PAPI provides portability across different platforms and uses
the same routines with similar argument lists to control and
access the counters But to be successful, the PAPI library
needs a little help from the operating system to gain access
to the information in the counters.
Presently, we have the latest version of PAPI (v3.5) running on
the Cluster. Recompiling the test harness and the dll proved to
be relatively straightforward; the majority of the difficulty
came in sorting through the assembly level portions of the kernel
driver that provides access to the counters. The AMD64 environment
provides no inline assembler. The WinPMC kernel driver relied on
inline assembly to access the hardware counters. Also, there was
some inconsistency in the availability of compiler intrinsics to
provide access to the assembly instructions needed to access to
the PMC registers. This revolved around implementations of the
cpuid instruction and the readpmc instruction.
The C test programs provided with a normal PAPI distribution were
built and tested as appropriate for the Windows environment.

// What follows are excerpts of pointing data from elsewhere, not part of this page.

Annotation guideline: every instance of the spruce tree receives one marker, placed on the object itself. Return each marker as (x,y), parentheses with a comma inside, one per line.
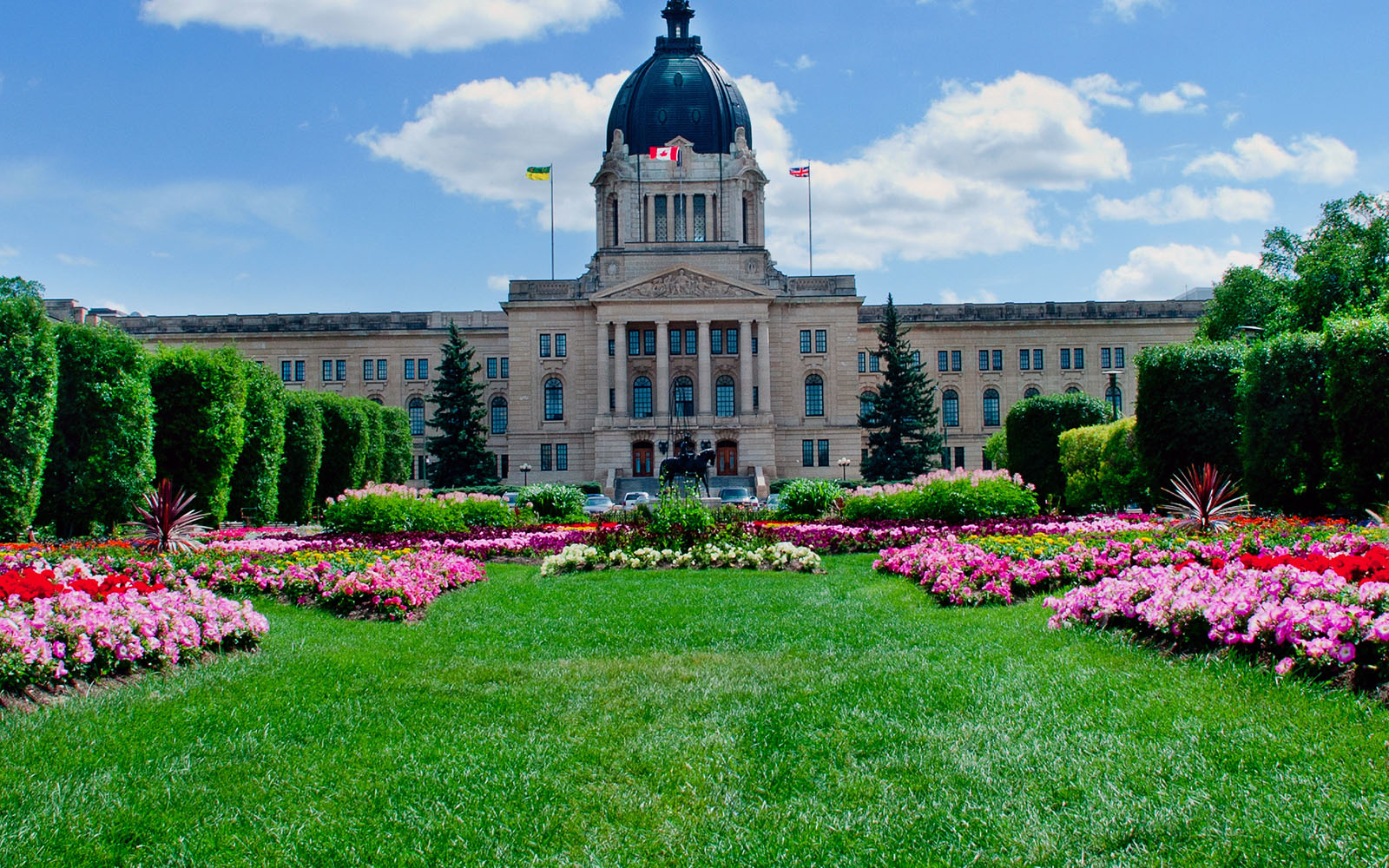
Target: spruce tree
(902,428)
(460,449)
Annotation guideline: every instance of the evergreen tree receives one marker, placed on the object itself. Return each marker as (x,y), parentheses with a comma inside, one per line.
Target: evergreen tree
(460,450)
(902,427)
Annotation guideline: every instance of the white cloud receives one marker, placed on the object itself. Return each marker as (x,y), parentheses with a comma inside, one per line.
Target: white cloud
(1164,273)
(1180,99)
(1309,159)
(1103,89)
(398,25)
(1184,203)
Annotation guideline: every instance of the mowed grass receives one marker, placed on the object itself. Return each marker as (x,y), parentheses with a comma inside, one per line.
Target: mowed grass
(699,719)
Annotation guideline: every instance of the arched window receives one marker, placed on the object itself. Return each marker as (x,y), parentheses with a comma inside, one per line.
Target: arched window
(417,417)
(642,398)
(814,395)
(724,396)
(991,407)
(553,400)
(951,407)
(682,395)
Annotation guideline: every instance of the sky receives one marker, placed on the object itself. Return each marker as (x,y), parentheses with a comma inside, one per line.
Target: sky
(293,156)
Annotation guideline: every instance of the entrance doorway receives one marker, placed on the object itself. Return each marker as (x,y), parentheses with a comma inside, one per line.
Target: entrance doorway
(643,455)
(727,458)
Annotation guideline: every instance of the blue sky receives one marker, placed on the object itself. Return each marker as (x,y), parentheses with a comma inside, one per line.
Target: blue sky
(222,156)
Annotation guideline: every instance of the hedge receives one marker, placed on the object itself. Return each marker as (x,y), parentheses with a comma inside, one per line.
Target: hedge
(346,444)
(303,455)
(1358,381)
(1034,427)
(1187,409)
(28,399)
(256,477)
(1284,424)
(199,424)
(102,451)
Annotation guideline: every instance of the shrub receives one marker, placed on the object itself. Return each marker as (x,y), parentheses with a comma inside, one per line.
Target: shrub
(303,455)
(1034,428)
(1187,410)
(256,477)
(1284,423)
(28,399)
(553,502)
(199,400)
(346,444)
(399,446)
(102,453)
(810,497)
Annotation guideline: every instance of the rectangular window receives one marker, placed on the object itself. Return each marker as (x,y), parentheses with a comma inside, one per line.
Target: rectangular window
(699,217)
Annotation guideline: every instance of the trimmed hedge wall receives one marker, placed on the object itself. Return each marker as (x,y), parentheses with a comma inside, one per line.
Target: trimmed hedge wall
(199,425)
(303,455)
(28,399)
(102,451)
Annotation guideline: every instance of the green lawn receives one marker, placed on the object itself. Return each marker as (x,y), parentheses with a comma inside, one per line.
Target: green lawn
(698,719)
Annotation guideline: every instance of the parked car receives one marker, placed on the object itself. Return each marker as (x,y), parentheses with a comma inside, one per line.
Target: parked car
(597,504)
(738,497)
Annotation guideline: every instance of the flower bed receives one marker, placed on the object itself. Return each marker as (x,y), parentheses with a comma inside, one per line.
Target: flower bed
(69,622)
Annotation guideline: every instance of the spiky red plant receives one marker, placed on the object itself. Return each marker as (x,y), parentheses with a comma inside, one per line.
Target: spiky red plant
(168,521)
(1205,499)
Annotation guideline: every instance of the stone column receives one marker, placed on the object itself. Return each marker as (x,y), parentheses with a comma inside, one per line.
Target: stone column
(745,367)
(706,375)
(663,368)
(764,368)
(620,378)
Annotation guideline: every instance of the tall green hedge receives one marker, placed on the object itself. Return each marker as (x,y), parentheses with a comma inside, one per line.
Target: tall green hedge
(256,478)
(303,455)
(1187,409)
(399,446)
(102,453)
(199,425)
(346,444)
(1034,427)
(28,398)
(1284,423)
(1358,384)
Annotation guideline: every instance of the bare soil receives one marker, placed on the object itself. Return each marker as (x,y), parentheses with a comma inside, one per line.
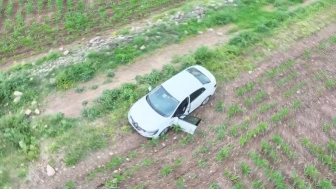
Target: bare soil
(70,102)
(317,105)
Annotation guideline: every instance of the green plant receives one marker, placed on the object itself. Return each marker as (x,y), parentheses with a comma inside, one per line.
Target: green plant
(257,184)
(245,168)
(80,89)
(224,153)
(70,185)
(180,182)
(234,110)
(233,177)
(311,172)
(214,186)
(280,115)
(110,73)
(264,108)
(84,103)
(220,107)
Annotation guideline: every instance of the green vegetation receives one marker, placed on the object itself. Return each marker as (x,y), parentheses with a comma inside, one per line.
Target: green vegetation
(22,141)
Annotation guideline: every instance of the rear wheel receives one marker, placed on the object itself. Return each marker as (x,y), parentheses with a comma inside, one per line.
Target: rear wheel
(206,100)
(165,131)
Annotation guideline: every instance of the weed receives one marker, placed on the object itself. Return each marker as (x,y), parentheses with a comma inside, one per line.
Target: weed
(257,184)
(165,171)
(325,184)
(311,172)
(70,185)
(180,182)
(260,96)
(296,105)
(84,103)
(233,110)
(176,128)
(280,115)
(153,142)
(80,89)
(245,168)
(214,186)
(234,178)
(307,54)
(110,73)
(139,186)
(220,107)
(224,153)
(146,162)
(266,107)
(202,163)
(234,130)
(94,87)
(186,140)
(330,83)
(239,185)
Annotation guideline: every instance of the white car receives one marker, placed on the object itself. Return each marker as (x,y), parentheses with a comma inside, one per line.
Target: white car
(170,103)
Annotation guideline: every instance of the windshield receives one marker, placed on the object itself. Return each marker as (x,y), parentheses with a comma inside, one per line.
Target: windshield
(162,102)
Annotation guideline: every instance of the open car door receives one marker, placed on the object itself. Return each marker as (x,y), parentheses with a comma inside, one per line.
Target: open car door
(189,123)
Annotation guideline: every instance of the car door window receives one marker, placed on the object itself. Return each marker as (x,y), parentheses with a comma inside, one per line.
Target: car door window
(196,94)
(182,107)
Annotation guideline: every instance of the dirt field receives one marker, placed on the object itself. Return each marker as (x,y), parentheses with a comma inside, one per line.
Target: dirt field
(293,94)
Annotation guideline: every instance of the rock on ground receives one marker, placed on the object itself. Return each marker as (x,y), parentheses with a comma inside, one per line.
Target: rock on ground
(50,171)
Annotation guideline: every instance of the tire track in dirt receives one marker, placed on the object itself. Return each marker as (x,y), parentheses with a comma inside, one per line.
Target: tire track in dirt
(213,117)
(70,102)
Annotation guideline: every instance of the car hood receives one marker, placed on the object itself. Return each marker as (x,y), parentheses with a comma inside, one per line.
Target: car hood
(146,117)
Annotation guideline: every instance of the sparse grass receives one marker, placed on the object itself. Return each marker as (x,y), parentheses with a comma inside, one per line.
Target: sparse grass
(234,110)
(220,106)
(231,176)
(245,169)
(224,153)
(70,185)
(180,183)
(266,107)
(276,118)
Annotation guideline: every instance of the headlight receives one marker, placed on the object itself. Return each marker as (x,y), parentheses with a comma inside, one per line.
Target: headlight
(152,132)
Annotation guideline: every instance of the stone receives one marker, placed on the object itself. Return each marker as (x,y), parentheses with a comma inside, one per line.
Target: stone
(52,81)
(37,111)
(50,171)
(17,93)
(66,52)
(34,103)
(28,112)
(17,99)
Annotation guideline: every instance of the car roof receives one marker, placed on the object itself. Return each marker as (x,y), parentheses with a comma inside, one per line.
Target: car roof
(182,85)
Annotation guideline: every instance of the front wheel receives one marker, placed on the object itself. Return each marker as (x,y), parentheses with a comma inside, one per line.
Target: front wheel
(206,100)
(165,131)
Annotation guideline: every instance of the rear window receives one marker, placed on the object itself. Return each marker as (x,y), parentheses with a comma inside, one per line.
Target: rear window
(199,75)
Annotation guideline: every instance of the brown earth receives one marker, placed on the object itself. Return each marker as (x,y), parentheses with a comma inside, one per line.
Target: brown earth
(70,102)
(317,106)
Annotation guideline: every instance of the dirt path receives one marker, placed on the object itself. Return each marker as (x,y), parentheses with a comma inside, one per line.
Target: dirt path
(213,172)
(70,102)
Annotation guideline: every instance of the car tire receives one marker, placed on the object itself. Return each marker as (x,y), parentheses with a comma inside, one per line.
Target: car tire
(205,101)
(165,131)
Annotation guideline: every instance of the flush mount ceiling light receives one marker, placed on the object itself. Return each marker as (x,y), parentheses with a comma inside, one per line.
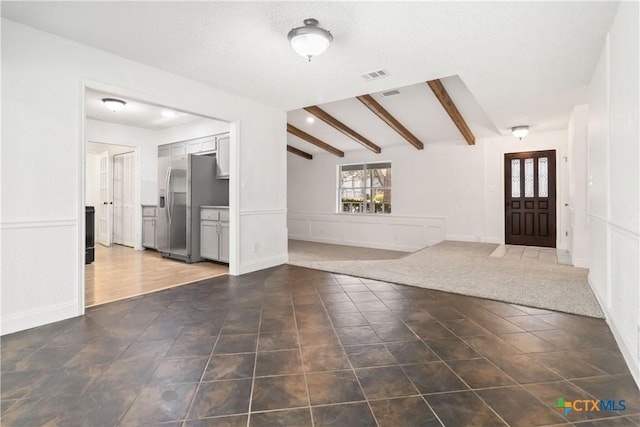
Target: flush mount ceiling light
(520,131)
(114,104)
(310,40)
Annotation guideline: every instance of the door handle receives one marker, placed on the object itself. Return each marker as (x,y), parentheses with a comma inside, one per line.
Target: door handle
(168,190)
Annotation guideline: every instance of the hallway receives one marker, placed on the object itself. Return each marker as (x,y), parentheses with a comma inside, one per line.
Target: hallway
(120,272)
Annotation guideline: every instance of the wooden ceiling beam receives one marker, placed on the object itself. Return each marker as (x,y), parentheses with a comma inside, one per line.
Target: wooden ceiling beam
(441,93)
(313,140)
(386,117)
(338,125)
(294,150)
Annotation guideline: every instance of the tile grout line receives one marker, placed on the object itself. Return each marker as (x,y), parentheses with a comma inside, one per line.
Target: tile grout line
(204,371)
(304,373)
(255,360)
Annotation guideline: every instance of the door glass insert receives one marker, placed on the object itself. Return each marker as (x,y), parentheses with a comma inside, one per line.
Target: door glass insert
(543,177)
(515,178)
(528,178)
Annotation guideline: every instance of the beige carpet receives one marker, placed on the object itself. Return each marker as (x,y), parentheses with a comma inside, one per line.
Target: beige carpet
(466,268)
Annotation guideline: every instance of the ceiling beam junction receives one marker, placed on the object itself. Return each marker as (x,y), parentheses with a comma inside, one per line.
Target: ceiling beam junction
(300,153)
(386,117)
(313,140)
(441,93)
(338,125)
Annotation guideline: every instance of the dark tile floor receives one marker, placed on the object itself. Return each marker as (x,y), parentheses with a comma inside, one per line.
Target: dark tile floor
(295,347)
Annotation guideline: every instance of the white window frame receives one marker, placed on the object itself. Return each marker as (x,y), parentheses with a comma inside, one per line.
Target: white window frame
(362,209)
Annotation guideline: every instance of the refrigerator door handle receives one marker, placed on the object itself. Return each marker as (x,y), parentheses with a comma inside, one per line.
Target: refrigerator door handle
(169,195)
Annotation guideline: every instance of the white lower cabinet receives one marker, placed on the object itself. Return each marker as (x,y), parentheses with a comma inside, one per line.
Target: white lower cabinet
(149,227)
(214,233)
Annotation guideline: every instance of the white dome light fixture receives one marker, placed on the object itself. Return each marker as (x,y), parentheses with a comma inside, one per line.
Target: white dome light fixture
(310,40)
(114,104)
(520,131)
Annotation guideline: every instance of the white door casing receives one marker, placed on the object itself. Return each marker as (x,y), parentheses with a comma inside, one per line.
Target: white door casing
(105,207)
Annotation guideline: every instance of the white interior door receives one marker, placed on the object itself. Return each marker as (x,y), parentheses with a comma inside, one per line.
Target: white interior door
(124,199)
(105,206)
(118,196)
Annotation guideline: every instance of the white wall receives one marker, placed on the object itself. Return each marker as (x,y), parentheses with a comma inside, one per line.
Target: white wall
(614,181)
(578,172)
(446,191)
(43,153)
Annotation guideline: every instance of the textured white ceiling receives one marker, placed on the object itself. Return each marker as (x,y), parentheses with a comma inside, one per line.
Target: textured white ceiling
(134,113)
(523,62)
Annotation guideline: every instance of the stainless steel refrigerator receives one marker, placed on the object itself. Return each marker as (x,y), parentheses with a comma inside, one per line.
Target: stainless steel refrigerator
(184,184)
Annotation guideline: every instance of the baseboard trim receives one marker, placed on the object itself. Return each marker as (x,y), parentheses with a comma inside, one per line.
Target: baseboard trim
(42,316)
(627,353)
(261,264)
(401,248)
(582,263)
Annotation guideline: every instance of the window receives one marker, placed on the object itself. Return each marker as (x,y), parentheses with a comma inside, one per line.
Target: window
(364,188)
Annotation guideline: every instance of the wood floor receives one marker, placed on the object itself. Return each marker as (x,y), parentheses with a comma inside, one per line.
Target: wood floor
(120,272)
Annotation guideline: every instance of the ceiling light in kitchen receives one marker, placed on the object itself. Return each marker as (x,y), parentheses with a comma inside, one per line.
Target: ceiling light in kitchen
(310,40)
(520,131)
(114,104)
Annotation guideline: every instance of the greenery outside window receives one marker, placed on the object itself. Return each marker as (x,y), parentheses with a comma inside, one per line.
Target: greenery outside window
(364,188)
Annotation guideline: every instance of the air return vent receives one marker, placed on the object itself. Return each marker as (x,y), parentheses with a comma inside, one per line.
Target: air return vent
(390,93)
(374,75)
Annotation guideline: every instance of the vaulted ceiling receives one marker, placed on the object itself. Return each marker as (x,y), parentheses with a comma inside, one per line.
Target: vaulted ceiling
(502,63)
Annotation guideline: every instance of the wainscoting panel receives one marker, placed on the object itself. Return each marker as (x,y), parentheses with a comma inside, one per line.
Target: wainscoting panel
(262,242)
(371,231)
(42,292)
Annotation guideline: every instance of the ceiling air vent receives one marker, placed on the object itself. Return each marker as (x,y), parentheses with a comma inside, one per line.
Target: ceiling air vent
(374,75)
(390,93)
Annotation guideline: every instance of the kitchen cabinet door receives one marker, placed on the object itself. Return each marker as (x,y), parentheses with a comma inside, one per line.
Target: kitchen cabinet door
(224,241)
(178,149)
(149,232)
(209,245)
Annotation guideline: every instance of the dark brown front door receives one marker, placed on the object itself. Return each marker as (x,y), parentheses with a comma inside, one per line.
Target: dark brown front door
(530,198)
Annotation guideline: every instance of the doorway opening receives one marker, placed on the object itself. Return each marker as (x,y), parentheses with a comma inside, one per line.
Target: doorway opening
(121,178)
(530,198)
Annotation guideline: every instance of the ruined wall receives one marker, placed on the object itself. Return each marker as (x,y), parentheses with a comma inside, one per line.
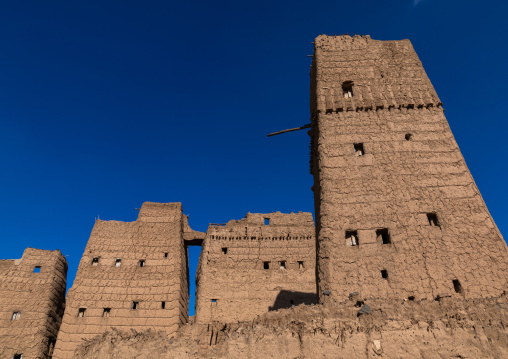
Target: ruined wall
(388,172)
(131,275)
(248,267)
(32,301)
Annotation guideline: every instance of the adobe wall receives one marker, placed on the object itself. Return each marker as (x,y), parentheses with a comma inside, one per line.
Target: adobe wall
(411,168)
(39,298)
(157,238)
(232,281)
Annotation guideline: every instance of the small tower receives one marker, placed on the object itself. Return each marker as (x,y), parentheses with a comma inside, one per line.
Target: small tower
(397,211)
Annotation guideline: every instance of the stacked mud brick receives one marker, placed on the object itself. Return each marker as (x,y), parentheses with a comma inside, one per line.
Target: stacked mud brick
(132,275)
(398,213)
(32,297)
(251,266)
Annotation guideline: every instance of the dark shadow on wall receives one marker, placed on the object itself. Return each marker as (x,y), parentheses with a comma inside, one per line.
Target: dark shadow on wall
(288,299)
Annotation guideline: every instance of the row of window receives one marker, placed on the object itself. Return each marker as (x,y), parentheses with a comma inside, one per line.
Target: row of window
(288,237)
(107,311)
(383,234)
(118,261)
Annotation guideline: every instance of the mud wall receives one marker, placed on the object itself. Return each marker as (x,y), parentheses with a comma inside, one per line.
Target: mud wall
(388,171)
(251,266)
(32,301)
(131,275)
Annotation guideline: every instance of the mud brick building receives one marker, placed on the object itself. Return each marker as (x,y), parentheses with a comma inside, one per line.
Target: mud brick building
(260,263)
(132,275)
(32,300)
(398,213)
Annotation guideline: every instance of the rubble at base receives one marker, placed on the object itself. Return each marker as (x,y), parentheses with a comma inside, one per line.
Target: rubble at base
(445,328)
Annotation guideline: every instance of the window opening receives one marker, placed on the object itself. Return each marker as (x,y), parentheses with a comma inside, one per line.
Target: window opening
(347,89)
(352,238)
(457,286)
(384,274)
(433,221)
(383,235)
(359,149)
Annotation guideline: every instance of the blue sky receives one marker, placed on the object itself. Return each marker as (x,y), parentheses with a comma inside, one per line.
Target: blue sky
(107,104)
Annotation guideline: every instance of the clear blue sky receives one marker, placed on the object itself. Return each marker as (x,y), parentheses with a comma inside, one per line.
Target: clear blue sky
(107,104)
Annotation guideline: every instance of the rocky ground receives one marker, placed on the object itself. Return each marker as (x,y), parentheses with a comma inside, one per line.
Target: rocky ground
(357,328)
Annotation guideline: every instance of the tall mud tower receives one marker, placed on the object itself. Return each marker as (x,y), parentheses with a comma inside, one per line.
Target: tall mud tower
(397,211)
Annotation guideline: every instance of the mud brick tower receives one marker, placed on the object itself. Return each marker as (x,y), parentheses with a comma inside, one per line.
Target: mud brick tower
(251,266)
(32,301)
(132,275)
(397,211)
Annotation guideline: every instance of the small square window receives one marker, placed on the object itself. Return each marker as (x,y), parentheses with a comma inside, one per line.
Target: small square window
(383,235)
(358,149)
(352,238)
(457,286)
(347,89)
(433,221)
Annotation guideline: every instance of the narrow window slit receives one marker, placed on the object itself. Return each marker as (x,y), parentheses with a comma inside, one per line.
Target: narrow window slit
(457,286)
(383,235)
(359,151)
(433,221)
(352,238)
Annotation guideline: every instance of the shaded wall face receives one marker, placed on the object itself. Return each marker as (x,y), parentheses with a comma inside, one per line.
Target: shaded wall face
(248,267)
(400,214)
(132,275)
(32,300)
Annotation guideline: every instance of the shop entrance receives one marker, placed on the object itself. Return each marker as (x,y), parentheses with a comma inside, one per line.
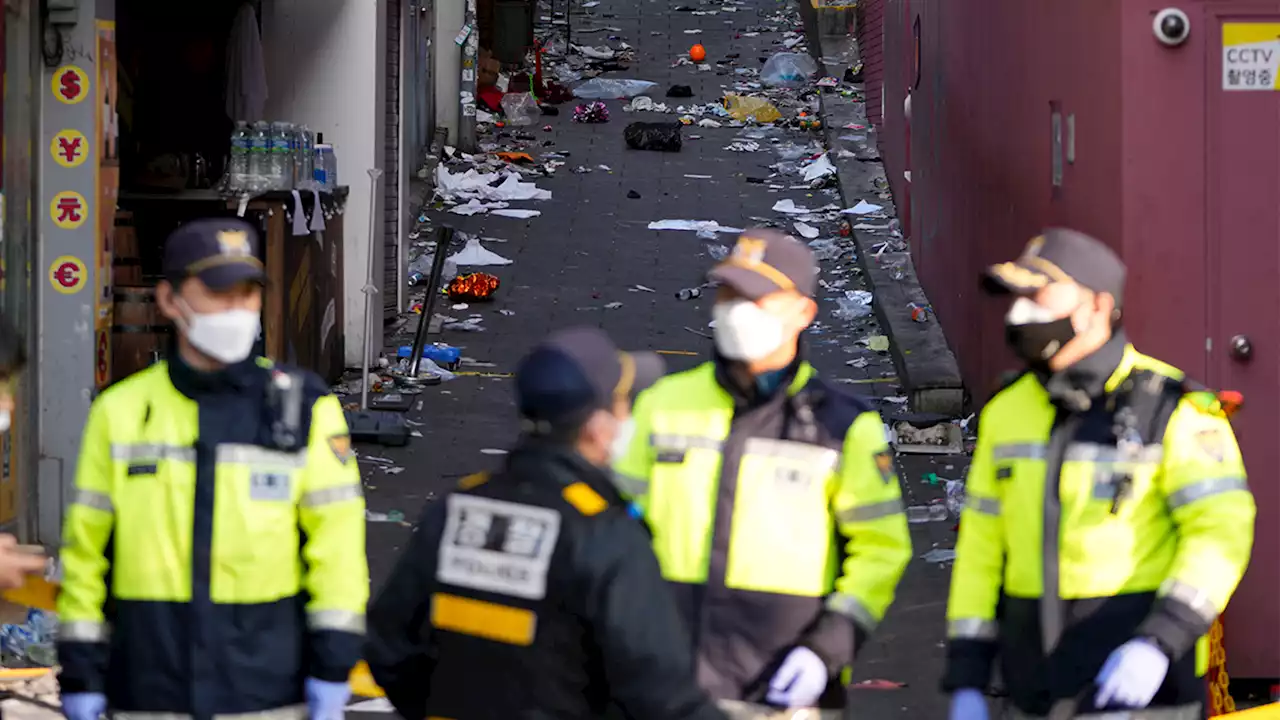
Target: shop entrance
(195,141)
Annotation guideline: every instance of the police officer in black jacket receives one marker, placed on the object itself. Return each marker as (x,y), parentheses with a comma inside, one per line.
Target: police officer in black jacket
(533,593)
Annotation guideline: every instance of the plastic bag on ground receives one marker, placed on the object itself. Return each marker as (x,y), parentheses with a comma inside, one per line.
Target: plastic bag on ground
(519,108)
(476,255)
(663,137)
(743,108)
(612,89)
(787,69)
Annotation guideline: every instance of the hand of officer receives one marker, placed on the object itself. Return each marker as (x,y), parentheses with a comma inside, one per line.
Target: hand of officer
(327,701)
(1132,675)
(83,706)
(968,703)
(16,564)
(800,680)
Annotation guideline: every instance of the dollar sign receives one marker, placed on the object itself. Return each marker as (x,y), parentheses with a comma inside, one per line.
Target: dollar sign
(71,85)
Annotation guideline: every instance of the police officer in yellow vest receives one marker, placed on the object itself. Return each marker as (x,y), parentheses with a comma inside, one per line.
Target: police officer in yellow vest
(214,550)
(1107,519)
(772,497)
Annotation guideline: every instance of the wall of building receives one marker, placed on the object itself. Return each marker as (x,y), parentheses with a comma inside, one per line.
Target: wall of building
(981,145)
(447,71)
(327,67)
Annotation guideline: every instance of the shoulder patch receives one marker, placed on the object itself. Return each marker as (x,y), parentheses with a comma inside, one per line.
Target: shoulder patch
(341,447)
(474,481)
(584,499)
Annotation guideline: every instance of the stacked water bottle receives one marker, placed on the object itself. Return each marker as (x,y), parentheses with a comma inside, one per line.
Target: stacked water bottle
(279,156)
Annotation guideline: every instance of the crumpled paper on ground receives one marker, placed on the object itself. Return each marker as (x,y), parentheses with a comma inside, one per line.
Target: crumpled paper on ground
(476,255)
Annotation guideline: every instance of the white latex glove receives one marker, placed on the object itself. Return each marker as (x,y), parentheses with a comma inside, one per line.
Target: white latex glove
(800,680)
(1132,675)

Most converted and ran cleanly in the Windows 2003 Server environment;
some had features that were no longer applicable. The Fortran test and
example programs were not converted, since at the time of this work,
a suitable Fortran compiler replacement for the older Compaq Fortran
compiler had not been identified.
Remaining work revolves around two areas. The first involves completing the
test and example programming to bring it up to par with what’s available in
other PAPI distributions. The second is significantly more involved and
requires some explanation.
PAPI is primarily intended as a ‘first-person’ mechanism for attributing
hardware counter events to portions of program code. In order to do that,
the programmer (or a higher level tool) inserts calls into the user code to start,
stop and read the hardware counters at specific points. This fundamentally assumes
that the counts occurring between the start call and the stop (or read) call can
all be attributed to the user’s code. Such a situation can only be approximated
in a multitasking system and can be wildly inaccurate in a busy system. The only
way to guarantee that counts can be properly attributed is for the operating system’s
context switch routine to save and restore the state of the performance monitoring
registers. This is how PAPI behaves in Linux systems. On Windows, the WinPMC driver
currently simply controls the state of the counters and hopes for the best. This
works acceptably well on laptop or single user systems; not so well on clusters.
We would like to work with Microsoft engineers to determine the feasibility of
modifying the Compute Cluster kernel software to support functionality similar
to the open source perfmon2 performance interface
that is being incorporated into the Linux kernel and rapidly adopted as the
standard mechanism for accessing hardware performance counters.